GCP SQL Server suspicious configuration
Description
AlphaSOC detected configuration of a GCP Cloud SQL SQL Server instance with
database flags that weaken security via cloudsql.instances.update. This
includes enabling contained database authentication,
cross db ownership chaining, external scripts enabled, or remote access.
Additionally, disabling trace flag 3625 (which obfuscates sensitive error
information) is flagged.
These configurations can enable privilege escalation, cross-database attacks, arbitrary code execution, or exposure of sensitive error information to non-administrative users.
Impact
Enabling these dangerous SQL Server flags can allow attackers to escalate privileges, execute arbitrary code, access data across database boundaries, or obtain sensitive system information from error messages.
Severity
| Severity | Condition |
|---|---|
Low | Suspicious database flag configuration |
Investigation and Remediation
Review GCP audit logs for the cloudsql.instances.update action and examine the
databaseFlags configuration.
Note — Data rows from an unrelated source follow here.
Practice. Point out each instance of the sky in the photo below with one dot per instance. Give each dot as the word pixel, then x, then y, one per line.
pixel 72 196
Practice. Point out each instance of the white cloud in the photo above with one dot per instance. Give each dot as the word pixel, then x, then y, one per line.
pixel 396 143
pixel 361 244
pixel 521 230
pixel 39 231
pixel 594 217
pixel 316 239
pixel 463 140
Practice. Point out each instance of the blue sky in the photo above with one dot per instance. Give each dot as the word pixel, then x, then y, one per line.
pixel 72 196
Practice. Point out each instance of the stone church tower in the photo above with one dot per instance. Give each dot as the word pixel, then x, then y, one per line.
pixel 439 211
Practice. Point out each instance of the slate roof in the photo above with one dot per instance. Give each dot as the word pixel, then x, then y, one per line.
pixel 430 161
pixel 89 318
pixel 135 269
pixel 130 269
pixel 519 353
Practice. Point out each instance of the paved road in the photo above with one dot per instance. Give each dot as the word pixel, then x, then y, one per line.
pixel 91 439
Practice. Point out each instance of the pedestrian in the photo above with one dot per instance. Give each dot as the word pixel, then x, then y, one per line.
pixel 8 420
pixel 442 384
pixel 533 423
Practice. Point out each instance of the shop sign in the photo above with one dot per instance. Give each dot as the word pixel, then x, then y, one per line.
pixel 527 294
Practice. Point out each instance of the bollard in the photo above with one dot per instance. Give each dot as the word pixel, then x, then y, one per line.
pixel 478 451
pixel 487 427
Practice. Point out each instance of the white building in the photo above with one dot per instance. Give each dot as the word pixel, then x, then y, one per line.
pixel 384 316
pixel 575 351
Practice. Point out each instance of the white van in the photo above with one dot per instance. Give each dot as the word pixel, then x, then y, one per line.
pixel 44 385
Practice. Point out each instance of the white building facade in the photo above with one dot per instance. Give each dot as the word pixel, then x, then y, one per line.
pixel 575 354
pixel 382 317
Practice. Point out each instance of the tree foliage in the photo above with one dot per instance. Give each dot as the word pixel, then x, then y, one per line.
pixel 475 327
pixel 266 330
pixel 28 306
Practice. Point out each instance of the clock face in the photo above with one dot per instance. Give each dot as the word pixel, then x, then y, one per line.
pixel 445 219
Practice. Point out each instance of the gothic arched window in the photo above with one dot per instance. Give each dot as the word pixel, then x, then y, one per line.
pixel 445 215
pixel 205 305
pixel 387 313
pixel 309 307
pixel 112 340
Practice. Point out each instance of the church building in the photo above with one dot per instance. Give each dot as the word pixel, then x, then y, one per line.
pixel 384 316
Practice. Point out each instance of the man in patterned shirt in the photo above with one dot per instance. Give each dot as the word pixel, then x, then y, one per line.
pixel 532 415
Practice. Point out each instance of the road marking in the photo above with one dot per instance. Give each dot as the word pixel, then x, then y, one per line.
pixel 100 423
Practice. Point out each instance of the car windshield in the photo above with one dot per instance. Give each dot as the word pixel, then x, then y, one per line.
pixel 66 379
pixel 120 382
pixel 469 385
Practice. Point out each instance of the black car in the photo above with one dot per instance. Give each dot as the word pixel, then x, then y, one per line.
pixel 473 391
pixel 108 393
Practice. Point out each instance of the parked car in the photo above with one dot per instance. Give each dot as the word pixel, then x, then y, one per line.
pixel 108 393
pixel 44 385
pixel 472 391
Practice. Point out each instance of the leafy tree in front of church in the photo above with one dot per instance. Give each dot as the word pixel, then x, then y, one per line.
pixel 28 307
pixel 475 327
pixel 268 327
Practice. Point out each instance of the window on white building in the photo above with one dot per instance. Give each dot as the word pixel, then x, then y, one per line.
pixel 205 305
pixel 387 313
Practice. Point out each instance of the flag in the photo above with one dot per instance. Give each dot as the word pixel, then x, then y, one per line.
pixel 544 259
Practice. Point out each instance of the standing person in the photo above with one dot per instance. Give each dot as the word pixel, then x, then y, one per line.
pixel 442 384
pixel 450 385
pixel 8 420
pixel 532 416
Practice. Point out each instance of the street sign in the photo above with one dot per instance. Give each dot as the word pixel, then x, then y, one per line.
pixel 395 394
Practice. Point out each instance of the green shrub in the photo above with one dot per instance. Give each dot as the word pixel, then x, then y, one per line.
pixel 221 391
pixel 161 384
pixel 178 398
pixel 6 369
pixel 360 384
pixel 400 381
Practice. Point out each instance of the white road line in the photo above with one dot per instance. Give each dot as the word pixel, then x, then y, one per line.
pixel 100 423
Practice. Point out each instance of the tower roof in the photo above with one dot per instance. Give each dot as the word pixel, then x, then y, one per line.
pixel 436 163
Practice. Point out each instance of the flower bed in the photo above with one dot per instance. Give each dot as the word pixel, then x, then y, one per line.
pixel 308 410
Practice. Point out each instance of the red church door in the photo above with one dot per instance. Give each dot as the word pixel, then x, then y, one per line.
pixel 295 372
Identify which security-weakening flags were
enabled and the principal responsible.
If unauthorized, disable the suspicious database flags immediately. Contained database authentication, cross-database ownership chaining, external scripts, and remote access should typically be disabled in production environments. Investigate the compromised identity and review database activity logs for signs of exploitation.